E, claro, além de toda carga semântica, os cenários são lindos, bem trabalhados, as cores maravilhosas. O modo como os prédios se movimentam, dando a impressão que você está em uma das motos da gangue de Kaneda e Tetsuo, andando em alta velocidade pelas avenidas da cidade. Além disso, a sociedade retratada, a cidade suja e violenta, o governo militar e opressor e os terroristas anti-governo nos dão uma sensação de mundo muito real e palpável.

2. Animação rica

Akira marca a mudança de Katsuhiro Otomo dos mangás para o cinema e, de lá pra cá, fez um tanto de outras coisas boas. De tanta qualidade, Akira não perde para os filmes recentes de animação e pode até te chocar mais com a violência.
As cenas de perseguição, aquelas em que Tetsuo demonstra todo seu poder e o final, quando ele se descontrola me deixaram boquiabertos. Aliás, foi Akira o responsável por mostrar aos Estados Unidos o Japão legal e abrir as fronteiras para outros animes. O anime fez com a América o que o mangá fez com a França.

3. História que prende

Akira fala de muitas coisas,  e a menos complexa ( eu disse MENOS complexa) é a capacidade de julgamento entre certo e errado, justiça ou crueldade.
Outro assunto que cutuca é a questão do Poder, da fraqueza humana e o  medo, que fazemos com esses fatores e o que acontece quando alguém oprimido ganha capacidades que extrapolam nossa compreensão. Também é uma história sobre a ciência e como ela ajuda ou atrapalha a humanidade – sempre depende do ponto de vista. Você é vitimado ou beneficiado pelos poderes vigentes?
Mas se quiser simplificar muito, é uma história sobre amizade em um futuro distópico com gangues de moto.
E assim como outras obras japonesas, ele não perde tempo te explicando, mastigando. Akira respeita a mente do espectador e não acha que quem está assistindo é burro, mas ao mesmo tempo não facilita a compreensão total do que está acontecendo. ( Saca aqueles diálogos internos que explicam tudo? Não rola. Você tem que prestar atenção.)
Akira desconstrói  a ideia tradicional de narrativa e desenvolvimento de personagens e entra de sola em assuntos como isolamento social, corrupção e poder.
Claro que o filme deixa de fora vários elementos e subtramas do mangá e muda até o final (pudera, o filme saiu antes que a série de revistas terminasse).

4. Movimento cyberpunk

 

O mangá é um dos grandes representantes do movimento cyberpunk do início dos anos 80 junto com o romance Neuromancer, de William Gibson, e o filme Blade Runner, de Rodley Scott, baseado no livro de Phillip K. Dick. Katsuhiro usou como referências Star Wars, os desenhos de Moebius e o mangá Tetsujin 28-go.

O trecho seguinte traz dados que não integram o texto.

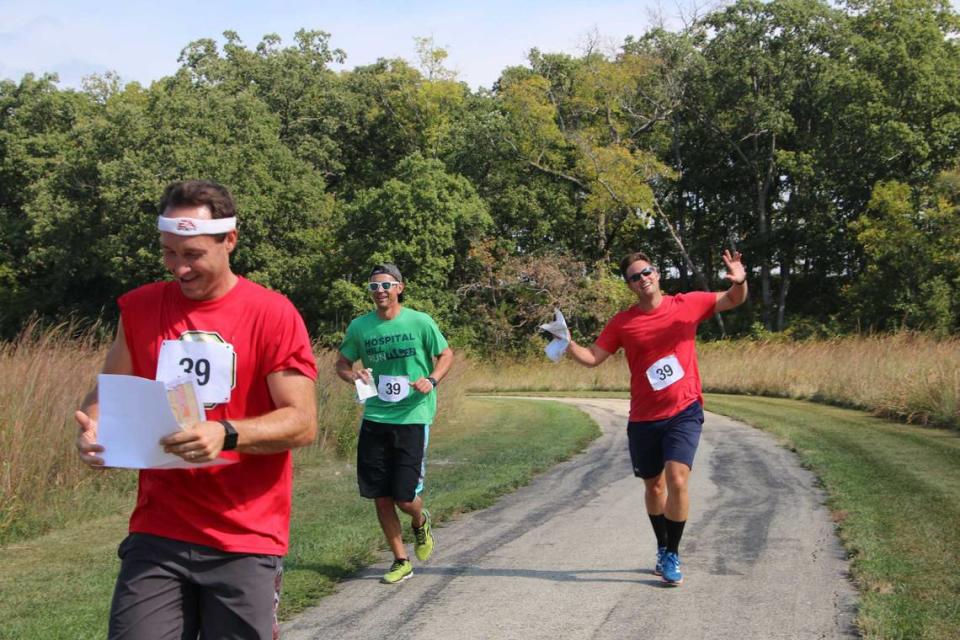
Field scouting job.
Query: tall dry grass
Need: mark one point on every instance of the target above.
(908, 377)
(44, 375)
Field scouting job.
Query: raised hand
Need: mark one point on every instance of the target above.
(87, 445)
(736, 272)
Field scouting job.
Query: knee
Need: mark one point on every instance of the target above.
(384, 504)
(677, 480)
(656, 488)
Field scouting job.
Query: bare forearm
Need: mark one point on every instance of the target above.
(583, 355)
(280, 430)
(444, 362)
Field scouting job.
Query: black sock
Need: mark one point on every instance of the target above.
(674, 533)
(659, 523)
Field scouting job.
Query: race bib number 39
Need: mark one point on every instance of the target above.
(211, 363)
(664, 372)
(393, 388)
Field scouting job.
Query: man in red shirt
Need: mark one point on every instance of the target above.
(657, 335)
(204, 554)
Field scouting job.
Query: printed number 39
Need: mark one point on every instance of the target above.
(200, 368)
(665, 372)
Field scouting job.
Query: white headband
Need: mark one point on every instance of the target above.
(196, 226)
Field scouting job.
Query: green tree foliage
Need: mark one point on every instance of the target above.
(821, 139)
(912, 244)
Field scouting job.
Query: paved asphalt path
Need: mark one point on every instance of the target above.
(571, 556)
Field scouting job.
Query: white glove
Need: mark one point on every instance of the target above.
(558, 346)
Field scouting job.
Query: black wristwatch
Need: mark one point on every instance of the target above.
(229, 436)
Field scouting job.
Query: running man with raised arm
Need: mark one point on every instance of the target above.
(658, 336)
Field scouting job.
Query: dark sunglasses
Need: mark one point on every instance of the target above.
(386, 286)
(643, 273)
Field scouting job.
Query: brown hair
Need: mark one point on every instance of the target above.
(630, 259)
(198, 193)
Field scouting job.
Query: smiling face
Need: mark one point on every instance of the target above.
(199, 264)
(644, 280)
(383, 298)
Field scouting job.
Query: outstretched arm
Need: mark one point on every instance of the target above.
(737, 275)
(587, 356)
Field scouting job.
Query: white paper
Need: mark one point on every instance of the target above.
(558, 327)
(365, 389)
(135, 414)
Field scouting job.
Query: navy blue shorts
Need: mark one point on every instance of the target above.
(654, 442)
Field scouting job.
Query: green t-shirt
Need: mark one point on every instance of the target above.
(400, 352)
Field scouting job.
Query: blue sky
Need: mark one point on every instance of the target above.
(142, 40)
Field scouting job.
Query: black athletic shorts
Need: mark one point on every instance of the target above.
(654, 442)
(391, 459)
(171, 589)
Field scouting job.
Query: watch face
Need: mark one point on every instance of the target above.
(229, 436)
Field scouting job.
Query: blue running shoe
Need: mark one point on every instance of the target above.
(658, 569)
(671, 569)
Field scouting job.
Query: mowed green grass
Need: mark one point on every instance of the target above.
(895, 493)
(59, 585)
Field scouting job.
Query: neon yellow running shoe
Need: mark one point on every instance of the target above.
(400, 570)
(423, 544)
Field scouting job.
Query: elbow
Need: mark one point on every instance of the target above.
(307, 434)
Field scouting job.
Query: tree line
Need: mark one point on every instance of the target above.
(820, 139)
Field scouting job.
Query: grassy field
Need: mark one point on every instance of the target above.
(58, 585)
(895, 492)
(907, 377)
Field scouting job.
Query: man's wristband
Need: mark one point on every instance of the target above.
(229, 435)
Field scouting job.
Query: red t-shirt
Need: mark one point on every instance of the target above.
(242, 507)
(659, 345)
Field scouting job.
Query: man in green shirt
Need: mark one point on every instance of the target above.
(404, 356)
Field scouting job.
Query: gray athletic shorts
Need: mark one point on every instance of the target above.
(174, 590)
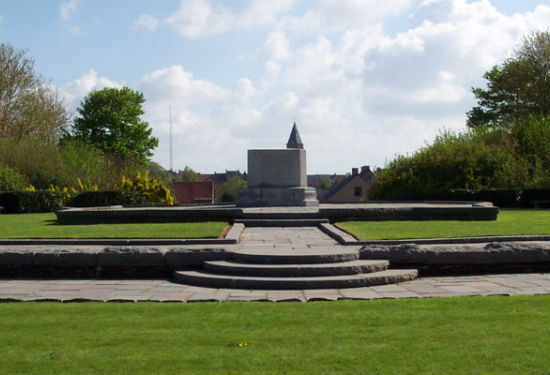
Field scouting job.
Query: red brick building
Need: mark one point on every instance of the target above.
(194, 192)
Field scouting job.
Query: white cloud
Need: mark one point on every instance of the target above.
(359, 96)
(277, 46)
(197, 18)
(335, 15)
(75, 30)
(68, 8)
(73, 92)
(145, 22)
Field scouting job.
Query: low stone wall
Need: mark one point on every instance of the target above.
(123, 260)
(464, 258)
(332, 212)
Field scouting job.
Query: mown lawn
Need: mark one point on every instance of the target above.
(508, 223)
(466, 335)
(45, 226)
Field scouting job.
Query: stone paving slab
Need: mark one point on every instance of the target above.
(156, 290)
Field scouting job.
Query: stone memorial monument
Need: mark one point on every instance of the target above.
(277, 177)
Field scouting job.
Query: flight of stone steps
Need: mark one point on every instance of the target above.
(332, 267)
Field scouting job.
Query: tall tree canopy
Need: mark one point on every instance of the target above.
(516, 89)
(28, 107)
(110, 120)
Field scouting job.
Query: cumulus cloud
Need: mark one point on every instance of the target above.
(68, 8)
(334, 15)
(360, 95)
(197, 18)
(277, 46)
(145, 22)
(74, 91)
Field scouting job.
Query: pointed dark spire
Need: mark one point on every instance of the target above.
(294, 141)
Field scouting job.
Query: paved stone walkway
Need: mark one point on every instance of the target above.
(285, 238)
(166, 291)
(263, 239)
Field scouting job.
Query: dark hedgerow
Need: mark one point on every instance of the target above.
(31, 201)
(108, 198)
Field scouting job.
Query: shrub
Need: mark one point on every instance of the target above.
(107, 198)
(153, 190)
(530, 195)
(31, 201)
(11, 180)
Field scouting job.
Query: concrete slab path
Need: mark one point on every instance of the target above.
(167, 291)
(261, 239)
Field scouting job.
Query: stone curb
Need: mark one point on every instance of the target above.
(344, 238)
(122, 257)
(119, 242)
(234, 233)
(494, 253)
(337, 234)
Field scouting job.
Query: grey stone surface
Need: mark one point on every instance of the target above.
(278, 196)
(130, 256)
(17, 255)
(235, 232)
(332, 211)
(281, 168)
(183, 256)
(213, 280)
(337, 234)
(490, 254)
(66, 257)
(296, 270)
(166, 291)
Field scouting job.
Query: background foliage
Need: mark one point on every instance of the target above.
(506, 144)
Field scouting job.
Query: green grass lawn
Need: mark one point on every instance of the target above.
(466, 335)
(508, 223)
(45, 226)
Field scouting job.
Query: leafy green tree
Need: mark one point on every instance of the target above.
(188, 175)
(28, 106)
(109, 119)
(516, 89)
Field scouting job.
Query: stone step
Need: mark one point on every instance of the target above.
(330, 254)
(293, 270)
(262, 222)
(206, 279)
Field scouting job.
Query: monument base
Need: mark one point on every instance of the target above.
(277, 196)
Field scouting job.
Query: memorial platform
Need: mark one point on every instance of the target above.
(333, 212)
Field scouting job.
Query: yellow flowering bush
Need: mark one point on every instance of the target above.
(154, 190)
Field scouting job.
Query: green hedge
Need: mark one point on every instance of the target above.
(108, 198)
(30, 201)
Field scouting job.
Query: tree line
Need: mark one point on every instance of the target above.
(506, 143)
(42, 147)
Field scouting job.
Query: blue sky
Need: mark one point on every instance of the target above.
(365, 80)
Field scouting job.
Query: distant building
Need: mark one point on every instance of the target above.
(352, 189)
(198, 192)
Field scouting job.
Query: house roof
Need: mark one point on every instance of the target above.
(365, 172)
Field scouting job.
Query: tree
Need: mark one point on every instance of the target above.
(188, 175)
(516, 89)
(109, 119)
(28, 107)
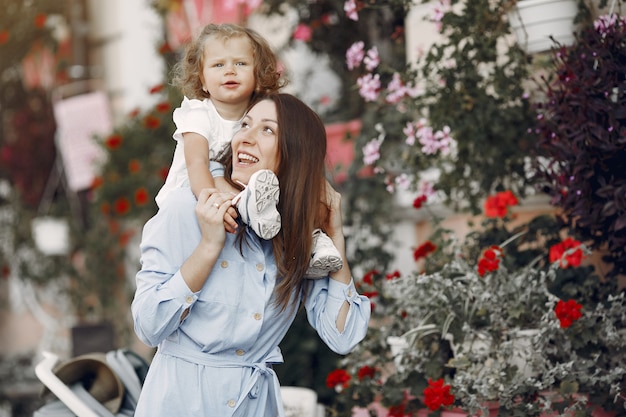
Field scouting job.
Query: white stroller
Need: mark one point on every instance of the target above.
(92, 385)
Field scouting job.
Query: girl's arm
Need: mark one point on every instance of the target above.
(197, 161)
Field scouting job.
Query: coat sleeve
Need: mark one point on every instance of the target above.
(162, 296)
(325, 298)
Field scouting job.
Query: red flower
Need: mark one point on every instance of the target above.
(572, 248)
(397, 410)
(368, 278)
(490, 261)
(498, 204)
(97, 182)
(4, 36)
(567, 312)
(113, 142)
(121, 206)
(338, 379)
(421, 199)
(151, 122)
(163, 107)
(365, 372)
(141, 196)
(394, 274)
(165, 48)
(40, 20)
(424, 249)
(134, 166)
(155, 89)
(437, 394)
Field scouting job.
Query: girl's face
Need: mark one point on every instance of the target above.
(255, 145)
(228, 69)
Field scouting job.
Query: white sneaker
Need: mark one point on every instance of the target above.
(257, 204)
(325, 258)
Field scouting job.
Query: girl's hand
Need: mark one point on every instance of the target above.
(211, 210)
(333, 201)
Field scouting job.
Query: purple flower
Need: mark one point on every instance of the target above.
(350, 8)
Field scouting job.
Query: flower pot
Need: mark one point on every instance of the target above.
(51, 235)
(534, 21)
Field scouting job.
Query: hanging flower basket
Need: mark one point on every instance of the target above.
(534, 21)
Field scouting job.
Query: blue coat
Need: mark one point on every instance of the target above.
(217, 361)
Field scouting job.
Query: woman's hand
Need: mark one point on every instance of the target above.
(211, 210)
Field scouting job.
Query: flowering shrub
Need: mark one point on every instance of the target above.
(445, 112)
(488, 324)
(581, 126)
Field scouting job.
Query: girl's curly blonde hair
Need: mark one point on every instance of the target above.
(186, 73)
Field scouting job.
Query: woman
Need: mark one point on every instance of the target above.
(218, 304)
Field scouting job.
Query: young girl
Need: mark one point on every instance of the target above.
(224, 69)
(218, 304)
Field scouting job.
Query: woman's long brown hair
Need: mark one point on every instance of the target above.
(301, 174)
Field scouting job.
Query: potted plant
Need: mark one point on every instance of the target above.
(580, 130)
(482, 329)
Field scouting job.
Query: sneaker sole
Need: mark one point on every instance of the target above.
(266, 220)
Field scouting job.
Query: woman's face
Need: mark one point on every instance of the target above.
(255, 145)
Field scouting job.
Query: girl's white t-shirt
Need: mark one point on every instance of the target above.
(198, 116)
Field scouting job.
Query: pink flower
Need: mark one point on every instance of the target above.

De Moebius, Katsuhiro se inspirou nas perspectivas exageradas, designs realistas e cidades futurísticas. Ainda assim, toca em temas mais sensíveis, como as pressões sociais e a política.

Para quem não sabe, o movimento cyberpunk consiste em um subgênero de ficção científica que foca em avanços tecnológicos e científicos, misturados com uma mudança radical na ordem social. Geralmente focam no conflito com inteligências artificiais ou megacorporações em um cenário pós-industrial.

5. Influências na cultura pop

 

Akira deixou marcas em todos os lugares.
Seja a brincadeira com as pílulas ( uma vermelha e outra azul) em Matrix, seja no traço de outros artista, seja nas referências e em outros muitos lugares.
Por Quê?
A resposta é simples: Pela riqueza de sua construção e enredo, Akira tornou-se um clássico – não no sentido de ser algo antigo, mas no sentido de ser revisitado para a busca de orientação, inspiração e referencial.
Um anime, um “Simples” Anime – desenho coloridinho, coisa de crianças, besteirol para as mentes mais rudimentares que passam pela TV sem notar o que estão perdendo- tornou-se um ícone importante da cultura Pop pós anos 80.

E aí? O que falta para você assistir a Akira?